The stories we tell are the ultimate vessels of truth, and the ultimate expression of our souls.
That applies to stories which are true, and stories which are fictitious… and, of course, to stories that are a bit of both. 😉
In the miniseries Arabian Nights, the stories that Scheherazade tells her husband each night have a profound impact on him. He is a man who went mad when those he loved and trusted most betrayed and attempted to murder him in the night. It colored his entire perception, and no rational, straight-forward speaking could bring him around, back to reality. But her stories drew him in, each fantastic tale helping him to find his way, to confront the truth of himself, and accept reality again. Thus, he emerged from his madness stable and strong. He applied the lessons she taught him in a climactic battle, but it was the truth he allowed into his soul which saved ultimately saved him and his people, including his queen.
Stories help us process what is real, and emerge with the power of truth in hand.

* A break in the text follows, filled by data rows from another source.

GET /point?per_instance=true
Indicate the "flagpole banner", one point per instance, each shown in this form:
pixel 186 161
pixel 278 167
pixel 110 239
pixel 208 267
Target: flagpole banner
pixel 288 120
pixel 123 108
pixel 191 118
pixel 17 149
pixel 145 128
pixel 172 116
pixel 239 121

With that power, we become stronger than we were before, and as we rise, we lift those around us as well.
I do not think it is a coincidence that all the great civilizations in the history of the world produced stories, and poetry, and music, and art. Ancient Greece, wherein the seeds of Western Civilization were sown. Elizabethan England, the time of Shakespeare, wherein the hinges of history swung open between the Old World and the New. Ancient Israel, whose religious history was recorded in the Bible, a bedrock of our civilization. And here and now, today, with so many Masters at work as ideas and ideologies clash, and the fate of freedom itself may soon be decided both in tumultuous conflict and backroom whispers and every vote cast. What an exciting time to be alive!
I wonder what stories of today we will tell again in the ages to come. I wonder what our stories will teach others.